A lo que responde caustico “Claro, porque
en mi vida había visto tanta gente asistiendo a un parto.”
— Es
que somos familia ¿verdad? —pregunta Daisy
Booth
avergonzadísimo, deseando escapar del bochorno que le espera (¿qué hombre que no
fuese el que ha mantenido relaciones sexuales con la parturienta, se sentiría
cómodo presenciando algo tan gore), decide que aquel no es su sitio.
—
Absolutamente cierto —responde—. Y como familia debería esperar
en la sala de espera —añade y
después de entregarle el peluche que lleva en la mano a Brennan, hace ademán de
largarse.
— No, no —protesta Daisy—. Tienes que estar aquí. Todos tenéis
que estar aquí.”
Entonces Brennan se vuelve hacia su marido, le lanza su
mirada de sargento mayor de las fuerzas especiales, y dice solamente “Booth” y el perrito sexual obedece, si eso no es
amor que me lo expliquen.
Y la
otra que haya sido Daisy entre contracción y contracción,
entre empujón y suspiro quien ha resuelto el asesinato mientras los demás,
incluida Brennan, actuaban de paseante villa. Es ella
quien recuerda que las heridas de la víctima no eran defensivas, sino
ofensivas, que la rotura del cuello que lo mató, dado el estado frágil de sus
huesos afectados por la medicina que tomaba la víctima contra el Alzeimer, tal vez
la provocase una caída tras un simple empujón. Es ella quien afirma que la
sangre encontrada no era de la víctima, sino posiblemente de su hijo. Y no, no
acepta que le digan que la víctima no tenía hijos.
“Lo
tenía”, grita.
“Haber quien tiene huevos para discutirle a una mujer a punto de parir”,
les reta voz en grito.
Y no se
equivoca, a Lawrence Brooks lo mató el hijo que no conocía porque en su
demencia le negó el reconocimiento que según la sangre le debía.
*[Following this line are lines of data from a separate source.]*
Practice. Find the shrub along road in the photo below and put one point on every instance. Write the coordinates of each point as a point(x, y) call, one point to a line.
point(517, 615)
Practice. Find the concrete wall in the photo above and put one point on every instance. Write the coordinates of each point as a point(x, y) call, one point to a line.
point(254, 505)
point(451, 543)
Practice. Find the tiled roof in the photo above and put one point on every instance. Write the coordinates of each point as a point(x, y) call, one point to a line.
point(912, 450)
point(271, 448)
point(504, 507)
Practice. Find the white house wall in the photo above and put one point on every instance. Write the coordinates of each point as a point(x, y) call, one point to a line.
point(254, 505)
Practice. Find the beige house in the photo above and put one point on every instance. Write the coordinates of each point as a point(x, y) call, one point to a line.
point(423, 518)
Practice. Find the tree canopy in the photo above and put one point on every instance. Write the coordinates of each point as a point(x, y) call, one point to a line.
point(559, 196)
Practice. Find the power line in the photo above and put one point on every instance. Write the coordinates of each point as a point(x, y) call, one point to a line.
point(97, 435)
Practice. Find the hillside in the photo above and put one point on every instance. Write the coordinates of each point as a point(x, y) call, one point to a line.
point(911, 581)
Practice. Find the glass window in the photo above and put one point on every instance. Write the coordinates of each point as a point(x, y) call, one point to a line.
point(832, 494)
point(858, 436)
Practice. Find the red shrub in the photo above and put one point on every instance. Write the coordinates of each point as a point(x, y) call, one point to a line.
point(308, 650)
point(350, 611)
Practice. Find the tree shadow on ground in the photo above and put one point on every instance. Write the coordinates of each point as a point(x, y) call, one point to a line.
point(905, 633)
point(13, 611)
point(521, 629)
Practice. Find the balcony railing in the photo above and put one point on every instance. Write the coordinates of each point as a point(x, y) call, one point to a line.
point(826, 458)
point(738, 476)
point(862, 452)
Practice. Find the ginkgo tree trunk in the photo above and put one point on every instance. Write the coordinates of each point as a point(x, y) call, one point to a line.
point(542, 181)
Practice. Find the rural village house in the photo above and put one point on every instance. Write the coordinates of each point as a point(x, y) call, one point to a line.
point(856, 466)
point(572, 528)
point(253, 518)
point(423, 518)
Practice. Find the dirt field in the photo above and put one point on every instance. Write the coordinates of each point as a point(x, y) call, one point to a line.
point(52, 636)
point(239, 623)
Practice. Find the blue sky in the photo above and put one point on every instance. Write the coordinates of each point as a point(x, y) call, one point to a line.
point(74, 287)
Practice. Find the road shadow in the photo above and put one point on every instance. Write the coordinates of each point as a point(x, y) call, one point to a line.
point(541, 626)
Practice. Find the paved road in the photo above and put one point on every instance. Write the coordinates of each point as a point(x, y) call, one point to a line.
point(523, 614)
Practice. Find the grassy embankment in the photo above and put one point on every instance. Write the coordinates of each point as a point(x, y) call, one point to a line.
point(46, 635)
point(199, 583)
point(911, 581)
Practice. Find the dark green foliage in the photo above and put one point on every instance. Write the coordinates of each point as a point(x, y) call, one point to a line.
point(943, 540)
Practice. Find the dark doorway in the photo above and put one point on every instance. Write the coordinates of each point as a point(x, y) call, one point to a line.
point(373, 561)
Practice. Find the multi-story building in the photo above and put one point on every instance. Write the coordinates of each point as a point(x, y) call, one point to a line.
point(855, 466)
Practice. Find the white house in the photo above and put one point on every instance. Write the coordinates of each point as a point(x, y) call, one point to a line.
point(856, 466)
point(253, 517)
— Yo podría haber sido un buen
hijo —,le dice a Aubrey en la sala de interrogatorios del
FBI.
Pero los
“podría” nunca serán ni fueron. Y no son ciertas sus palabras, ni siquiera era
una persona decente. Se asustó, se asustó y en vez de auxiliarle y reconocer el
accidente, vengativo, ofuscado por el rechazo, tiró el cuerpo a una zanja y le
cubrió de ácido clorhídrico para que desapareciera cuanto antes. Exactamente lo que haría un
buen hijo (lease con ironía).
Y al
final, al final cuando el niño llega, Daisy se lo entrega al padrino,
responsabilizándolo de su futuro. Y
Booth con la ternura que le
caracteriza y que normalmente esconde, lo coge en sus brazos, lo mira a los
ojos y le dice. “Yo conocí a tu padre”. La primera de las muchas
conversaciones que seguramente tendrán en la vida.
Que al
final haya resultado un episodio, para mí, fallido tal vez no sea culpa ni de la
autora Nkechi Okoro Carroll ni de Jonathan Collier, el jefe de los guionistas; tal vez,
tal vez dónde haya que anotarlo sea en el debe de The 200th in the 10th, ese agujero negro que durante semanas ha
consumido la energía positiva de Bones.